Shorter descriptions cost fewer tokens and are easier for agents to parse. Every sentence should earn its place.

Completeness2/5

Given the tool's complexity, does the description cover enough for an agent to succeed on first attempt?

For a mutation tool (category creation) with no annotations and no output schema, the description is inadequate. It doesn't explain what happens after creation, what permissions are required, how to handle errors, or what the tool returns. The context signals show this is a 3-parameter tool with one required parameter, but the description provides no guidance on parameter importance or usage patterns.

Complex tools with many parameters or behaviors need more documentation. Simple tools need less. This dimension scales expectations accordingly.

Parameters3/5

Does the description clarify parameter syntax, constraints, interactions, or defaults beyond what the schema provides?

Schema description coverage is 100%, so the schema already documents all three parameters thoroughly. The description adds no additional parameter information beyond what's in the schema. According to scoring rules, when schema coverage is high (>80%), the baseline is 3 even with no param info in the description.

Input schemas describe structure but not intent. Descriptions should explain non-obvious parameter relationships and valid value ranges.

Purpose4/5

Does the description clearly state what the tool does and how it differs from similar tools?

The description clearly states the action ('creates') and resource ('new category'), making the purpose immediately understandable.
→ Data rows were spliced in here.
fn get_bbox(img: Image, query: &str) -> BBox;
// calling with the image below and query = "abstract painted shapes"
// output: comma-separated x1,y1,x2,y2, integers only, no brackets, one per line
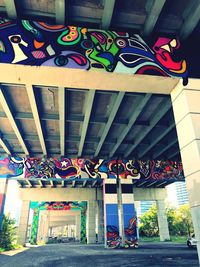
57,26,82,45
42,51,89,69
0,157,24,178
8,34,28,63
54,158,81,179
25,158,54,179
31,50,46,59
0,40,6,53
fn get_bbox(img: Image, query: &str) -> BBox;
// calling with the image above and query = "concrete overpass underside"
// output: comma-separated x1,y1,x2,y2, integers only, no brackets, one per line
0,0,200,264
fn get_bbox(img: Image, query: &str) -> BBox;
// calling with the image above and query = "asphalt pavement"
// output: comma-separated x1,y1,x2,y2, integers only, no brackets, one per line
0,242,199,267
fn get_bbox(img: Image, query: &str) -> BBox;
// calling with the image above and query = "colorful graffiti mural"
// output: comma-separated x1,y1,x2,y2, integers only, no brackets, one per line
30,201,87,245
0,157,24,178
0,157,184,180
0,18,188,85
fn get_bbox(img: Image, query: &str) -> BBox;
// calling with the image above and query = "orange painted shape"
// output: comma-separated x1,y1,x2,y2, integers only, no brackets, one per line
33,40,44,49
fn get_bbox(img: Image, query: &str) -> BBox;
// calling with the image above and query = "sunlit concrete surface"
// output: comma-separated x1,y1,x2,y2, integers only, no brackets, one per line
0,242,199,267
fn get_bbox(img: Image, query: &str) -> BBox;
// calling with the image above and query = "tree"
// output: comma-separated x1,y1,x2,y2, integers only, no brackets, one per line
176,204,194,235
139,204,193,237
0,215,16,250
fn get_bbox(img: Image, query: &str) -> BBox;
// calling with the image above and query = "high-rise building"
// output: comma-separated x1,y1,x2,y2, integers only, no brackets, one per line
166,182,188,207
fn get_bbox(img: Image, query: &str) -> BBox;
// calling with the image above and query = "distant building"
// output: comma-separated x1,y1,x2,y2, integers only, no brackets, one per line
136,182,189,218
166,182,189,207
136,201,155,218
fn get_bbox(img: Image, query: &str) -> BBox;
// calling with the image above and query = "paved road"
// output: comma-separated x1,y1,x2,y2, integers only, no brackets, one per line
0,243,199,267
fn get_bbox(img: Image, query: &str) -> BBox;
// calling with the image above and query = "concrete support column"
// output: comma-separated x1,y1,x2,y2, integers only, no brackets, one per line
171,79,200,260
97,200,104,243
17,200,30,246
75,214,81,241
156,200,170,241
0,178,8,230
86,200,96,244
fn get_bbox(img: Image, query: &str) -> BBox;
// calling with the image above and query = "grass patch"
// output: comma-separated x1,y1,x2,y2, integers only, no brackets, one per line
0,248,5,253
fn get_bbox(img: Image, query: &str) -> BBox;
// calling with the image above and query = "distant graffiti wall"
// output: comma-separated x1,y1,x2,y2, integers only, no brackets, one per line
30,201,87,245
0,18,188,84
0,157,184,180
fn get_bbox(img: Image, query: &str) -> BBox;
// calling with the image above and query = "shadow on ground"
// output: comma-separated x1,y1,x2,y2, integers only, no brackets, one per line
0,242,199,267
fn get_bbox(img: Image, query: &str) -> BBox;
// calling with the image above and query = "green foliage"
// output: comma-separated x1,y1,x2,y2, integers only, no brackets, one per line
0,215,16,250
139,204,194,237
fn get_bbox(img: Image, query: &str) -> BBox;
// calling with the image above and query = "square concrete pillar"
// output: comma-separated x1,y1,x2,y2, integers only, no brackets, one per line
156,200,170,241
97,200,104,243
171,79,200,264
17,200,30,246
0,178,8,230
86,200,96,244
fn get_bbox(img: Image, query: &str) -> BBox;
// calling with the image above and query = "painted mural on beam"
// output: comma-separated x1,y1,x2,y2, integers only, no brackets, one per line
0,157,184,180
0,18,188,85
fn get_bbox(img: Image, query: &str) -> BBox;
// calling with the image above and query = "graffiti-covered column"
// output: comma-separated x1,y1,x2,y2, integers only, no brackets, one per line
97,200,104,243
171,79,200,261
0,178,8,230
86,200,96,244
76,214,81,241
156,200,170,241
18,200,30,246
103,179,121,247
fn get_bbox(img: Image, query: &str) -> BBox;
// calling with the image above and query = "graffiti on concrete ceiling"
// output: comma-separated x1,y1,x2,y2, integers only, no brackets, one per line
0,18,188,85
0,157,184,180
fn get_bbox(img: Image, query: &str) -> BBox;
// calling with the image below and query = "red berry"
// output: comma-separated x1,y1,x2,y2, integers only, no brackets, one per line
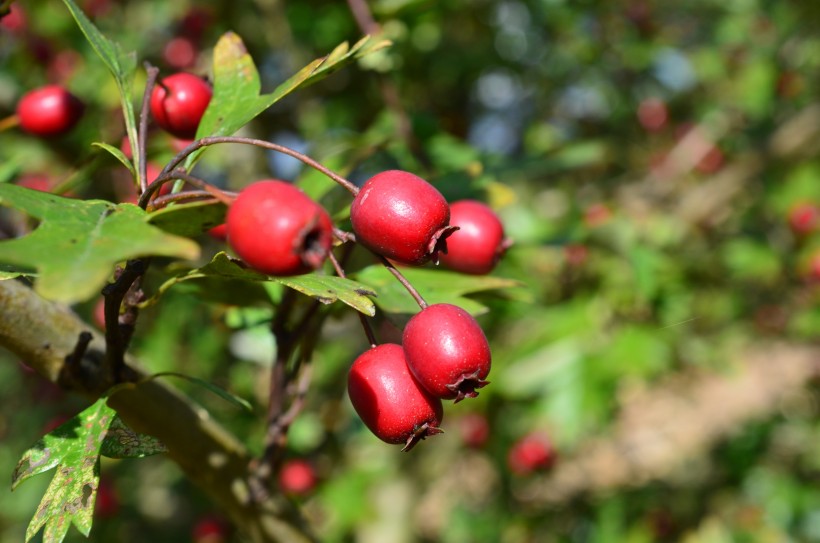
151,72,213,139
17,85,85,138
350,170,455,264
225,179,333,275
347,343,444,451
441,200,511,275
789,202,820,235
402,304,492,402
279,459,317,496
507,432,556,475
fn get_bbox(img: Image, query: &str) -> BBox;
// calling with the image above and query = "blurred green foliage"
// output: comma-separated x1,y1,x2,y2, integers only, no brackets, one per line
0,0,820,543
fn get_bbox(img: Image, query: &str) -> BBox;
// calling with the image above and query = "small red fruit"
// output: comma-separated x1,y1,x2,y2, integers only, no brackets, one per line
441,200,512,275
347,343,444,451
350,170,456,265
402,304,492,402
225,179,333,276
151,72,213,139
507,432,556,475
17,85,85,138
279,459,317,496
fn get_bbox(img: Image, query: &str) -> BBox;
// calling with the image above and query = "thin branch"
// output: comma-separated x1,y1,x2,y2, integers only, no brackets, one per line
378,255,427,309
135,61,159,193
160,136,359,196
327,251,378,347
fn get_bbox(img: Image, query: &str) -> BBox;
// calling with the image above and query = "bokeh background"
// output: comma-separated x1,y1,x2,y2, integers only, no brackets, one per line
0,0,820,543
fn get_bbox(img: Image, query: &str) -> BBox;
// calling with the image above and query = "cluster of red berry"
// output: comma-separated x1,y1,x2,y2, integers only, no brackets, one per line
226,170,509,449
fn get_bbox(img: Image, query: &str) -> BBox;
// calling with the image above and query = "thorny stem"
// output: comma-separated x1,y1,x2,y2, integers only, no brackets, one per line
160,136,359,196
379,255,427,309
102,259,149,383
135,62,159,193
138,169,234,209
327,252,378,347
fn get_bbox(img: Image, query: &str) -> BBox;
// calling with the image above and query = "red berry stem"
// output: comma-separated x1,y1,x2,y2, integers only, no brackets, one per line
379,255,428,309
137,169,234,209
327,252,378,347
146,190,236,212
160,136,359,196
0,115,20,132
134,62,159,194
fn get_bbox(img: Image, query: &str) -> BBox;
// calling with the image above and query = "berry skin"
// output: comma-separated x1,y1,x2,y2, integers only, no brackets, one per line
17,85,85,138
507,432,556,475
441,200,511,275
402,304,492,402
350,170,456,265
151,72,213,139
347,343,444,451
225,179,333,276
279,459,317,496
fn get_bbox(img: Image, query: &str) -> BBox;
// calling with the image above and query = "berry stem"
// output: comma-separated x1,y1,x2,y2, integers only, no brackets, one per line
137,169,234,209
0,115,20,132
327,251,378,347
139,61,159,194
379,255,427,309
160,136,359,196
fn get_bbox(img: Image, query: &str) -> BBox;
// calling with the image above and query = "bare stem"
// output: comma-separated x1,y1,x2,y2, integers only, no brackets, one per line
139,62,159,193
160,136,359,196
378,255,427,309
However, it doesn't differentiate this tool from other creation tools like wp_create_post or wp_create_tag, which would require a 5. The verb+resource combination is specific but lacks sibling differentiation.

Agents choose between tools based on descriptions. A clear purpose with a specific verb and resource helps agents select the right tool.

Usage Guidelines2/5

Does the description explain when to use this tool, when not to, or what alternatives exist?

The description provides no guidance on when to use this tool versus alternatives. With sibling tools like wp_update_category and wp_list_categories available, there's no indication of when creation is appropriate versus updating or listing. The description offers no context about prerequisites, use cases, or exclusions.

Agents often have multiple tools that could apply. Explicit usage guidance like "use X instead of Y when Z" prevents misuse.